If I'm posting this one late tonight, it's because our internet's been spotty all evening, there was some kind of power outage because of the heat, though we never lost power the outage affected our cable & internet service. I'm hoping it comes back before 11:30 pm because the next film in the chain is on Amazon Prime, and for that I need the interwebs - it turns out there are two things that CAN stop the Doc Block once it gets rolling, and those are a linking mistake and a power outage.
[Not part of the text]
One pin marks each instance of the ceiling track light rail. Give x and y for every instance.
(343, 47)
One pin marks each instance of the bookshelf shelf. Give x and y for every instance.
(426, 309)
One of those two things is beyond my control.
Directed by Stacey Souther
Also starring Valerie Perrine (last seen in "An Accidental Studio"), Loni Anderson (last seen in "Stroker Ace"), David Arquette (last seen in "Scream" (2022)), Jeff Bridges (last seen in Stay Hungry"), Andrea Brooks (last seen in "The Company You Keep"), Angie Dickinson (last seen in "Wolfgang"), Richard Donner (also carrying over from "Super/Man: The Christopher Reeve Story"), Sarah Douglas (ditto), José Eber, Peggy Goldwater, George Hamilton (last seen in "Once Upon a Crime..."), Howard Hesseman (last seen in "All About Steve"), Stacy Keach (last seen in "Gotti"), David Ladd, William McNamara (last seen in "Copycat"), Nels Van Patten, Ken Perrine, Jeffrey Schwarz
with archive footage of Ned Beatty (also last seen in "Stroker Ace"), Bill Bixby (last seen in "Under the Yum Yum Tree"), Diahann Carroll (last seen in "Eve's Bayou"), Johnny Carson (also carrying over from "Super/Man: The Christopher Reeve Story"), Caitlyn / Bruce Jenner (ditto), David Letterman (ditto), Faye Dunaway (last seen in "Faye"), Merv Griffin (ditto), Roman Polanski (ditto), Bob Fosse (last seen in "Bathtubs Over Broadway"), Steve Guttenberg (last seen in "The Boys from Brazil"), George Roy Hill, Dustin Hoffman (last seen in "Runaway Jury"), Jack Lemmon (last seen in "Sly"), Ed McMahon (last seen in "Nyad"), Regis Philbin (last seen in "Albert Brooks: Defending My Life"), Gena Rowlands (last seen in "Night on Earth"), Michael Sacks (last seen in "Kurt Vonnegut: Unstuck in Time"), Jay Sebring, Sharon Tate (last seen in "The Beach Boys"), Dick Van Patten (last seen in "Westworld"), and the Village People.